The Competition for the Memorial Design

The VVMF retained Revisionist guidelines for the designs of the memorial. Political, military or personal views were not allowed. As Scruggs claimed, the guidelines provided the memorial’s design to “transcend those issues.”  The memorial was hoped to be a place wherein a shared history of the Vietnam War could be achieved.

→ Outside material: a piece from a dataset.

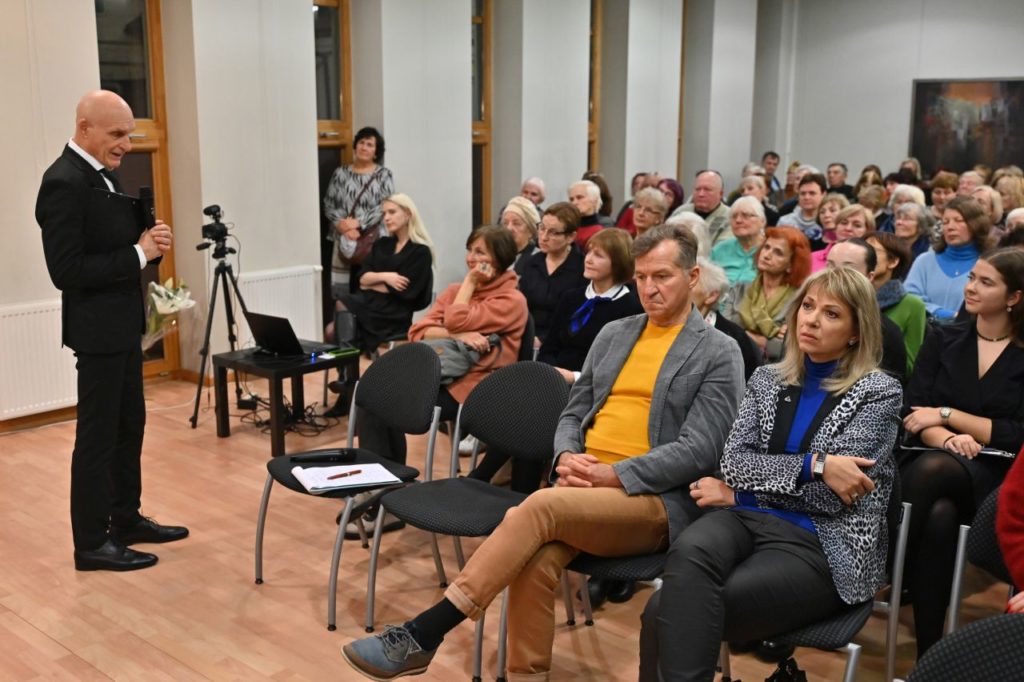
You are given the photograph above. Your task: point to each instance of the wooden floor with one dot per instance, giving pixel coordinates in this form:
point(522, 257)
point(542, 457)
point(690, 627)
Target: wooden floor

In essence, the guidelines were simple, if not “wildly ambitious.” The design was to “Be reflective and contemplative in character … Harmonize with its surroundings ...provide for the inscription of the names of all American military personnel who died in Vietnam during the war, including the names of those who remained unaccounted for by the end of the war .. and make no political statement of the war.” Altogether, “[i]t will provide a symbol of acknowledgment of the courage, sacrifice, and devotion to duty of those who were among the nation’s finest youth.” It had to display the names of the 58,318 Americans who died in Vietnam, of which would later be added the names of the POWS/MIAS. Ultimately, as Scruggs suggested, the design of the Vietnam Memorial was to provide a “healing process” and to work as a “reconciliation of the grievous divisions wrought by the war.” The purpose of the Memorial was to repair a nation broken by the conflict in Vietnam.

    A national design competition was opened in October 1980, with a deadline in March 1981. Any US citizen, 18 years and older, was allowed to enter the competition. The design proposals were submitted by blind entry, evaluated anonymously by eight designers and architect leaders. The number of proposals amounted to 1,421, of which entry #1026 was selected as winner.